Al ver acercarse a un solo hombre desarmado, los asombrados idólatras dejan de avanzar. En vano los más exaltados excitan a la multitud, nadie se atreve a enfrentarse al sacerdote al que Dios corona de terror.

Al día siguiente, el mismo miedo y la misma obstinación. Las tribus fieles se dedican a rezar el rosario. Finalmente, después de tres días y tres noches de alarma, el desanimado enemigo se rinde. Pero el misionero quería ganar toda la región para Jesucristo.

Lleno de confianza en María, tomó a dos hombres audaces y fervientes del pequeño rebaño y fue con ellos a una aldea de idólatras. Después de tres horas de discusión, el buen sacerdote se ganó al jefe y así fue sometiendo a todas las aldeas de los alrededores. Pero, de repente, los que seguían siendo idólatras volvieron a levantarse en armas; uno de los jefes más temidos se adelantó para reconocer el estado de los que quería apresar, cuando de repente fue golpeado por la gracia y, movido por el arrepentimiento, se sometió al misionero y guió a los demás con su ejemplo. Así se efectuó la conversión de Wallis.

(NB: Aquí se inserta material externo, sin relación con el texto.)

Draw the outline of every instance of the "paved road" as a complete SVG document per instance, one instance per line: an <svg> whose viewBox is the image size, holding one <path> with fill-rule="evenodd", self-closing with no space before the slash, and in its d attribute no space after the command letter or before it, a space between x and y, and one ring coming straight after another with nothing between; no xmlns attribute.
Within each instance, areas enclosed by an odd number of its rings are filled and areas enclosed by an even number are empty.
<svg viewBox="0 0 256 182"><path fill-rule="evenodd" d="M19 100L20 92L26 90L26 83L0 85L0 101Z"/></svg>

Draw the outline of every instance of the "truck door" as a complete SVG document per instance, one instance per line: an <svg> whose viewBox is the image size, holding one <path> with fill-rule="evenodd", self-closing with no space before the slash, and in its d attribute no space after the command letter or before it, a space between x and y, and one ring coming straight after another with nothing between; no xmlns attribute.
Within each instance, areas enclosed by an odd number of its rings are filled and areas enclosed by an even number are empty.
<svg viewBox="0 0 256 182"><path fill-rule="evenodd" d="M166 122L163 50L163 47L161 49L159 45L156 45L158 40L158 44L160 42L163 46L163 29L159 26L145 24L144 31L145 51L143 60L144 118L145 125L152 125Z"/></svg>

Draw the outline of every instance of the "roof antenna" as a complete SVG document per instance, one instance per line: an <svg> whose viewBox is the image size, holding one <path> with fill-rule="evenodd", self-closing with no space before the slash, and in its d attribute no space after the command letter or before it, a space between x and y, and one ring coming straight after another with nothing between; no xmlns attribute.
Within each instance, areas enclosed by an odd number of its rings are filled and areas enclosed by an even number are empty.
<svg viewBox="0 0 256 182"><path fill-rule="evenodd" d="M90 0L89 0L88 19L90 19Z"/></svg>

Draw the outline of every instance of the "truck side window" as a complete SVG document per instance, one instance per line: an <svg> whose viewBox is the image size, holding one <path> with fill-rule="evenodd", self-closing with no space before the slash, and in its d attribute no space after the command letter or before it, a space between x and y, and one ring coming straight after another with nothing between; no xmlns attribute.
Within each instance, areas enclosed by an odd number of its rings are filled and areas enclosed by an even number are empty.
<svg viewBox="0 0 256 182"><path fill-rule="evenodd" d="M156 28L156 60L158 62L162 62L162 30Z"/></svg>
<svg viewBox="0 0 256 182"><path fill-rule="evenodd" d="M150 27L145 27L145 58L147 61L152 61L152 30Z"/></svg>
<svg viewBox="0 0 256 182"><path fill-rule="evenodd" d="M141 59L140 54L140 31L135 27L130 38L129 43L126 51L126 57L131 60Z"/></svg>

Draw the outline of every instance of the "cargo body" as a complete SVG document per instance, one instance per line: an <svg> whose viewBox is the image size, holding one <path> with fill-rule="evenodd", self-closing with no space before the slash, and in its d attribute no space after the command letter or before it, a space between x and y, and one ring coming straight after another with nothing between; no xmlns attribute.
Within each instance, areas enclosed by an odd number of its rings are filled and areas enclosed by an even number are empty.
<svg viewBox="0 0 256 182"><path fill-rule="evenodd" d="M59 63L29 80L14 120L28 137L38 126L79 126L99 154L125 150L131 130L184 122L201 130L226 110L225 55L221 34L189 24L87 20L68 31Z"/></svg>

¿Quién no admirará la virtud del rosario para detener a los enemigos de Jesús? ¡Oh, qué poderosa es la oración hecha en común sobre el Corazón de María! Cuando el diablo nos ataca, tengamos el rosario en nuestras manos, recemos Avemarías en unión con todas las almas del universo que rinden el mismo homenaje a la Madre divina cada día. Confiemos en el toque mismo del rosario, que tantas veces ha vencido los poderes de las tinieblas.